Tags

, , , ,

We all know we can’t please everyone all the time. It’s something we learn in preschool – everybody won’t want to be your friend – and it’s such a simple fact it seems almost silly to write.

But if it’s such a well-accepted fact, why is it that when we come face-to-face again with it – in someone’s cold handshake or their attempts to keep us further than arm’s length away – why is it that the 100th time hurts just as much as the first day in play school?

I went to bed last night with my heart mulling on that question. Knowing there is nothing I can do to change people’s opinions, yet dearly wishing I could. Whimpering a little as I drifted off.
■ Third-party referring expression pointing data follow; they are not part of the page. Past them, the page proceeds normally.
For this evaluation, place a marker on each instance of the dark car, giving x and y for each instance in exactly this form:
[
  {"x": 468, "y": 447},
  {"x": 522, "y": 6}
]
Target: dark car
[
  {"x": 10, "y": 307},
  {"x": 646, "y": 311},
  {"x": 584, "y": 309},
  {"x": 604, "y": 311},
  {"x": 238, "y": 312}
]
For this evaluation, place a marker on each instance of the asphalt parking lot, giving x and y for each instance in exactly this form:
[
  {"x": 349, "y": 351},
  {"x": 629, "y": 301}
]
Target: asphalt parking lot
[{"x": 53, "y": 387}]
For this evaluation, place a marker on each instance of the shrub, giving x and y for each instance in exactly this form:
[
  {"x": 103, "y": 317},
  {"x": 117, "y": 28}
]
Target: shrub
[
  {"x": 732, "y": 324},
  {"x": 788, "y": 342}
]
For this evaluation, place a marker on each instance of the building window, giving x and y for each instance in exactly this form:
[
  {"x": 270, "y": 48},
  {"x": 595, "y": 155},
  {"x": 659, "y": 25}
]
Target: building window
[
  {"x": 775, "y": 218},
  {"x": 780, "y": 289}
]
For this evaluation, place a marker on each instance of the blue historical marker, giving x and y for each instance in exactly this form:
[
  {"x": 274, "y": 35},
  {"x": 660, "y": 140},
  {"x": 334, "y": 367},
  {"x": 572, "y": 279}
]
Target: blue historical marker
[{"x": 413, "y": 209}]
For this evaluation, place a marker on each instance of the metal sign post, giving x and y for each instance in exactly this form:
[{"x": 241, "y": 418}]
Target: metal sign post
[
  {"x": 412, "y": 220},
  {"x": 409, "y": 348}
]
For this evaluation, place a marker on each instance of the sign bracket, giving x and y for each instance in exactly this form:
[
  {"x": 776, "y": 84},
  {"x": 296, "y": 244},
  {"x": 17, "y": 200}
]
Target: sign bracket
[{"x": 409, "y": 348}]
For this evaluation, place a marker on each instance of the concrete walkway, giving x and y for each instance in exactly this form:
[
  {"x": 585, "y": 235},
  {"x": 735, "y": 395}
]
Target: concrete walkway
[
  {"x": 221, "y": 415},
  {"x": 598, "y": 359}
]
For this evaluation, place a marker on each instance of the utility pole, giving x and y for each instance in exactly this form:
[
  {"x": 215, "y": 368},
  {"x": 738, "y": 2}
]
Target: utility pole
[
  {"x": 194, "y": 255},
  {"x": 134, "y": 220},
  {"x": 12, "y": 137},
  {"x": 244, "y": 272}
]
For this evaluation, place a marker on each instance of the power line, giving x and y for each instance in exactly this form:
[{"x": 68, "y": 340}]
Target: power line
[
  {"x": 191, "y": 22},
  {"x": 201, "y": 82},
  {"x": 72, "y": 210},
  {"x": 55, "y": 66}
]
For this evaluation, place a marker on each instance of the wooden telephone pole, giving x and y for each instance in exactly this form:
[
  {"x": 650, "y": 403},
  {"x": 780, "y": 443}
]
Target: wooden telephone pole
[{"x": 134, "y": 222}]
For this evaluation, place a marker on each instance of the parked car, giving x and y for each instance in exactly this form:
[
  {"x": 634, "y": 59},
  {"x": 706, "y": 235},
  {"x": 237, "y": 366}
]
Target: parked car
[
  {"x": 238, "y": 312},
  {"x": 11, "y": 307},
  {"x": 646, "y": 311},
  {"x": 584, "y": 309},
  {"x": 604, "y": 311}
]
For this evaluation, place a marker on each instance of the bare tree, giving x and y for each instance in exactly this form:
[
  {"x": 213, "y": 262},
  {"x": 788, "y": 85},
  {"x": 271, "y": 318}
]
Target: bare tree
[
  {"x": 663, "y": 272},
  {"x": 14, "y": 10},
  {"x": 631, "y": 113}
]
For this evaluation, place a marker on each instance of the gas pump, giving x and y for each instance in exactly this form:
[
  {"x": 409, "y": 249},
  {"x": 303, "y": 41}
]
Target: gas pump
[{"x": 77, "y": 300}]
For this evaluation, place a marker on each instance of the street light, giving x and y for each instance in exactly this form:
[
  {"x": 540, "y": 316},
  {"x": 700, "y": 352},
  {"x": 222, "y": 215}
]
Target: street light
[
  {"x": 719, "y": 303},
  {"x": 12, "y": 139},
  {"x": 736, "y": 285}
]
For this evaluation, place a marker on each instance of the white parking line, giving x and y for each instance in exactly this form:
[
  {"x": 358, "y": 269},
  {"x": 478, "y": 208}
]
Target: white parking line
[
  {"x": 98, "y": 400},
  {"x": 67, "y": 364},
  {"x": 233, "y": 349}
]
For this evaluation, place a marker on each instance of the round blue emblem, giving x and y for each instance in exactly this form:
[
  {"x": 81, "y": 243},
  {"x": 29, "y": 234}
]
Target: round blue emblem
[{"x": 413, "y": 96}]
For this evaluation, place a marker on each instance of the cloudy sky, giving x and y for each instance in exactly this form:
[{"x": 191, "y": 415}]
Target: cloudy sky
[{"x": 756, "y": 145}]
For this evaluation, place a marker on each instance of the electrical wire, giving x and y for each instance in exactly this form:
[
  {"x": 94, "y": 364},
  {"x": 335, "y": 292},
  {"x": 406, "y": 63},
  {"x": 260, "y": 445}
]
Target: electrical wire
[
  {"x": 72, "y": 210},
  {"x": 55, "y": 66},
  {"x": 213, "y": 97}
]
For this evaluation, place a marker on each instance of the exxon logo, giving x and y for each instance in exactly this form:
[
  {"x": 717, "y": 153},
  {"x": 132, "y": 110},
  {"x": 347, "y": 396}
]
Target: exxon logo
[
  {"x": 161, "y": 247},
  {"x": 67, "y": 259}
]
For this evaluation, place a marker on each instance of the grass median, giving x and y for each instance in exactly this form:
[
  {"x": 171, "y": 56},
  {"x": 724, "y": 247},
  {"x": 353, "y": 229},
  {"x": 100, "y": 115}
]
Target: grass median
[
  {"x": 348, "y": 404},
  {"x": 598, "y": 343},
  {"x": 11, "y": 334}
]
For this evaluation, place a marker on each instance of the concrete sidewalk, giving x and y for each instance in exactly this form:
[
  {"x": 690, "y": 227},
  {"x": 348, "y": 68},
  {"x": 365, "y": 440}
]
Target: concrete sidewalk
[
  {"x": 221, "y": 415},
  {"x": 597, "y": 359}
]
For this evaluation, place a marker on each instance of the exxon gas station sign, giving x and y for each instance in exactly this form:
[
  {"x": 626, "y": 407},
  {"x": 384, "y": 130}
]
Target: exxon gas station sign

This morning, the first morning in a beautiful city nestled high up in Himalayan foothills, I awake to a fierce thunderstorm. Hail pounding on the tin roof makes it impossible to fall back asleep or even think straight. Thirty feet outside my door disappears into fog and driving rain. “God,” I gripe, “On the first morning I can really sleep in, was hail really necessary?”

He returns by singing.

He is jealous for me.
Loves like a hurricane, I am a tree.
Bending beneath the weight of His wind and mercy.
(from David Crowder’s How He Loves)

Suddenly it’s as if the hail is pounding into my body, the rain drenching me. It’s as if I can feel myself being assaulted by the relentless, furious love of a God who died for me. In whose grace I’m drowning.

And suddenly it doesn’t matter that so-and-so doesn’t like me. It still hurts, but it doesn’t matter. It won’t define me.

Because, oh, how He loves.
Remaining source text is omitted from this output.